• were originally produced in Jian Yang county, Fujian province, China
  • are processed from young shoots and early growth leaves
  • are plucked and dried, either in the sun or an oven
  • have a delicate appearance, gentle aroma and subtle, sweet taste
  • are very low in caffeine and very high in antioxidants

True white tea comes only from the Chinese Da Bai Hao bush. This bush can be used for both green and white teas. One of the big differences between green and white tea is how the tea is processed. To make white tea the pickers choose the bud and the leaf together and then separate it into three general grades creating the three types of white tea: Silver Needle, Bai Mu Dan (White Peony) and Shou Mei (Long Life Eyebrow).

Unlike green tea production which involves relatively high temperatures to remove moisture, white tea is dried naturally in sunlight, or at lower temperatures indoors, which helps to preserve tea polyphenals. The preferred method is drying by the sun which occurs very quickly. If processed indoors, drying takes about 40 hours of careful monitoring at low temperatures.

Flavour profiles can include notes of melon, sweet chestnut, light peach and wood accents, with a velvety texture and clean aftertaste.



green TEAS

  • are un-oxidized tea
  • originated in China – the traditional producers are China and Japan
  • are valued for their cooling effect in Chinese medicine
  • have more caffeine than white tea, but less than black tea

Green tea is the oldest tea in Chinese history. Of the thousand varieties that green tea offers, each can be classified according to leaf shape and processing method. The leaves are plucked, withered and dried. It undergoes no oxidation process, distinguishing it from other oxidized teas such as oolong and black.

Traditionally, China uses two drying heat methods: the leaves are either heated in woks over a flame, or placed in revolving cylinders with hot air blown over them. The finest quality green teas are then hand rolled to protect the delicate bud on the young shoots with the leaves.

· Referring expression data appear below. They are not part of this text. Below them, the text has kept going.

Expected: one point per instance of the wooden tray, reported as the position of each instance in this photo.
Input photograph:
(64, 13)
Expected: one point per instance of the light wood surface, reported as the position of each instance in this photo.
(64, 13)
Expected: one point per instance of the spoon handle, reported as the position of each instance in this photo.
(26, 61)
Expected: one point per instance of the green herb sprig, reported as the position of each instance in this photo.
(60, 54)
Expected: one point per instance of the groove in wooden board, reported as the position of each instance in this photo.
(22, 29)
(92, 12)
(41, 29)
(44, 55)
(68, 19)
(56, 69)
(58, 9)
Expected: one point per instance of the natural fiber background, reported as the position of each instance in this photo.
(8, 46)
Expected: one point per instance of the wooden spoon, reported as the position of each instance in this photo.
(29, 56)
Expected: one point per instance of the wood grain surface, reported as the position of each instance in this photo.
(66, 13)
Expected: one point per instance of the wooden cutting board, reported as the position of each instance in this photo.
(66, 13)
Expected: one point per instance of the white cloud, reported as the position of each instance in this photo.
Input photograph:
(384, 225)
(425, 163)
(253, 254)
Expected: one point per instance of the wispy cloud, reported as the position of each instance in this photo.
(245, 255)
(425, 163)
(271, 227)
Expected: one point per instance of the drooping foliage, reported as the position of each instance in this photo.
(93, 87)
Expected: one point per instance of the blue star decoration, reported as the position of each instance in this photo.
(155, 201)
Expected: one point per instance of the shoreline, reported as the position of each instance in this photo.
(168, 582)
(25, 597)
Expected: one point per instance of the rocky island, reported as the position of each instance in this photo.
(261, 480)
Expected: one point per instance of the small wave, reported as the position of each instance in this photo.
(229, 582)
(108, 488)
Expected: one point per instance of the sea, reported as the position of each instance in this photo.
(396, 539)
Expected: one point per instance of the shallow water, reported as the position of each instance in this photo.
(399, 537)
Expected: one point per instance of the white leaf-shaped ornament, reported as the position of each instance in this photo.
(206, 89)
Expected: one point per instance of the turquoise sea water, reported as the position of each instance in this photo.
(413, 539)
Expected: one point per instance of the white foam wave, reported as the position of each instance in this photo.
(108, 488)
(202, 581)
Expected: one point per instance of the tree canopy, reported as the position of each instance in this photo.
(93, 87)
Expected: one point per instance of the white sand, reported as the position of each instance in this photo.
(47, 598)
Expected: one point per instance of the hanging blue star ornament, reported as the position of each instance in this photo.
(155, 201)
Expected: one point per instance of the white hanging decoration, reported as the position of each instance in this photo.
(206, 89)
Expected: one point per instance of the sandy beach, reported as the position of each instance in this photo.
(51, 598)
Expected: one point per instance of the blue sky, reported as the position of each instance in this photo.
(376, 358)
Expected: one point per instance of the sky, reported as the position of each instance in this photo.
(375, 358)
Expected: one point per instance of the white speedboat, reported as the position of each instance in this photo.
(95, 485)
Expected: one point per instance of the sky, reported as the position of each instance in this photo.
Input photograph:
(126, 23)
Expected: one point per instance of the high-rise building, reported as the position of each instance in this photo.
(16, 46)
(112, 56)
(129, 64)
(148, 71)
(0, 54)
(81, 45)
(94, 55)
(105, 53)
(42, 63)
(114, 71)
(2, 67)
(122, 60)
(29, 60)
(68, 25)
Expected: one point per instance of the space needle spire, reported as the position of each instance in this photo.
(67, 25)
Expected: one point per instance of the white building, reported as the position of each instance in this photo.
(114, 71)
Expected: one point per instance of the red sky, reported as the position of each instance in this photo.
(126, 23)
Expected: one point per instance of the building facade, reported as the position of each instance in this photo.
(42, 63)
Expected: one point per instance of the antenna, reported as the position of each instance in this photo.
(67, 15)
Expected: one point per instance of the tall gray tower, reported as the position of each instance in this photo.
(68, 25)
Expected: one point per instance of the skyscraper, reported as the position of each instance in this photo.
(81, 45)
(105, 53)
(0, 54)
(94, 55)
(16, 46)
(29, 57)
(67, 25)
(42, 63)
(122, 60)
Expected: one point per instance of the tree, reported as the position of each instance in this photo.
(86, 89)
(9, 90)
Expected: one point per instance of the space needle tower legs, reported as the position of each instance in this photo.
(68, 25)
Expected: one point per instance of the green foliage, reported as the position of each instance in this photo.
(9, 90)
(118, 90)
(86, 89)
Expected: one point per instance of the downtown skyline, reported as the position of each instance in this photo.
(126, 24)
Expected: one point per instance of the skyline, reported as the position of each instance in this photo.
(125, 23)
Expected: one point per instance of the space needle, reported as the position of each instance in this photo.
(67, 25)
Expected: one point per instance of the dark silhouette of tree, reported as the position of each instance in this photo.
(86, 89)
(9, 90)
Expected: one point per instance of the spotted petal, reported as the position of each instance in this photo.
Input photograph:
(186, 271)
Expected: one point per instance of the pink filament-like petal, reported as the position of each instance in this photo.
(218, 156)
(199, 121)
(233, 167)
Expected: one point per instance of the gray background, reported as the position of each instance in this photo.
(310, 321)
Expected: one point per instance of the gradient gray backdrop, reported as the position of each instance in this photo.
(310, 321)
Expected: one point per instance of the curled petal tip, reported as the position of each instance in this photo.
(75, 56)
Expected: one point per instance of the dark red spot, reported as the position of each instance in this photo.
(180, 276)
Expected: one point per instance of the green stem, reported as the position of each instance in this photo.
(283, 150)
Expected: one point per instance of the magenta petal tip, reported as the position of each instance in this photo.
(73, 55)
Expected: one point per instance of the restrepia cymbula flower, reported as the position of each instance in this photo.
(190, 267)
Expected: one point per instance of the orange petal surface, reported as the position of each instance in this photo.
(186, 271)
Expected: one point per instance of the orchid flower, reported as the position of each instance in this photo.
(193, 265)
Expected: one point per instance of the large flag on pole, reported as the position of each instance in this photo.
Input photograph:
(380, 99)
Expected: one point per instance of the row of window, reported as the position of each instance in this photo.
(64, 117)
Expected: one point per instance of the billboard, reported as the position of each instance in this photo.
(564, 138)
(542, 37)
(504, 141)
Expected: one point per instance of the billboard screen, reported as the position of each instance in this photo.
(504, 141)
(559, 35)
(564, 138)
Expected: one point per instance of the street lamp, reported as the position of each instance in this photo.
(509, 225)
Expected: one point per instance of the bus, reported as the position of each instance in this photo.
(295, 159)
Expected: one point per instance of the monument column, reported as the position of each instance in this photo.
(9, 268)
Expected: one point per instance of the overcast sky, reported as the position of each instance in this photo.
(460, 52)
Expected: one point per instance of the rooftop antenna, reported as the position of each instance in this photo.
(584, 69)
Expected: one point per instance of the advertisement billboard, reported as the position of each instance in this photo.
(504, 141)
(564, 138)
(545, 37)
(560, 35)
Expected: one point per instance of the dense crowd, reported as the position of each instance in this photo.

The shoots can be rolled and twisted into various shapes or formed into flattened sticks or needle shapes before the final drying. The leaves take on a green-yellow color and have dominant cooked vegetable notes when infused.

In Japan, the tradition is to place the leaves in large bamboo baskets suspended above steam baths, which dries the leaf with a wet heat process. Then the leaf is formed into a pine needle shape using many stages of rolling, pressing and kneading, leaving a glossy, dark green appearance.

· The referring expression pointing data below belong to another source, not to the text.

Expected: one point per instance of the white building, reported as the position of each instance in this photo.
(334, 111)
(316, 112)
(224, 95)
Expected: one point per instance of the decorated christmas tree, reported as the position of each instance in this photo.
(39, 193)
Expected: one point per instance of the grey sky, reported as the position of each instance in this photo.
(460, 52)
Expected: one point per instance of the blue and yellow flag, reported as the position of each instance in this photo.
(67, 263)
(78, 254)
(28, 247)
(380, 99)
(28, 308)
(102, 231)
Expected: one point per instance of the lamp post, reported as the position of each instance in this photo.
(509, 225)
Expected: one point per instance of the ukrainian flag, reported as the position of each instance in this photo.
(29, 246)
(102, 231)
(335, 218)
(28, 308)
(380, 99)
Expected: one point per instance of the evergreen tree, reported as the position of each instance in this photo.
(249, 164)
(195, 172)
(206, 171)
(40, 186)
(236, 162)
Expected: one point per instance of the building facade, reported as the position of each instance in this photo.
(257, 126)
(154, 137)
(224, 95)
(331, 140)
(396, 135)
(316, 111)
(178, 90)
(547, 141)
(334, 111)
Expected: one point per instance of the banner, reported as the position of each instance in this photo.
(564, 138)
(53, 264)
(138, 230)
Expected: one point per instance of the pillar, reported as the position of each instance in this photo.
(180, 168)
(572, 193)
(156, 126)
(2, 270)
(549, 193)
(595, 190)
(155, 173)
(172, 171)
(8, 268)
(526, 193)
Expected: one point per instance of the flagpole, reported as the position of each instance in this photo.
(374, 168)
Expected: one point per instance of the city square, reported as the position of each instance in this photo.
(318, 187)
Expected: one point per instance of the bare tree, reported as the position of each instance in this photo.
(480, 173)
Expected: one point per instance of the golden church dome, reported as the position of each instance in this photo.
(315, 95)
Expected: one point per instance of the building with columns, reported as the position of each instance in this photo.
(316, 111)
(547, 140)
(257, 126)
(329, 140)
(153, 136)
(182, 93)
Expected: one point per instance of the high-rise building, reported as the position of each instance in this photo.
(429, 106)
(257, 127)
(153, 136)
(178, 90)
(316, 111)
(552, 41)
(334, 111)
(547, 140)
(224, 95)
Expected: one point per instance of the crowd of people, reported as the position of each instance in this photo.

The deep green pigment is retained in the leaf and the flavor develops dominant marine and green-plant notes. There should be both briskness and sweetness in a good green tea.


black TEAS

  • are referred to as ‘red tea’ in China
  • have been fully oxidized
  • were first produced in Fujian province, China
  • are known for their robust, full-bodied and malty characteristics
  • are higher in caffeine than both green and oolong teas

Black tea, also known as fully oxidized tea, first appeared in Fujian Province, China, where it is commonly known as ‘souchong’, or ‘small variety’ in English. There are three major sub-categories of black tea: the Fujianese ‘small variety’, ‘gong fu’ and chopped black tea (largely popularized by English tea companies in India). Major black tea producing countries are India, China, Sri Lanka and Kenya.

The processing of black tea involves five steps: plucking, withering, rolling, oxidation and drying. The withering and rolling stages activate the oxidization process. Oxidization gives black tea the familiar characteristics of dark black leaf and red infusion.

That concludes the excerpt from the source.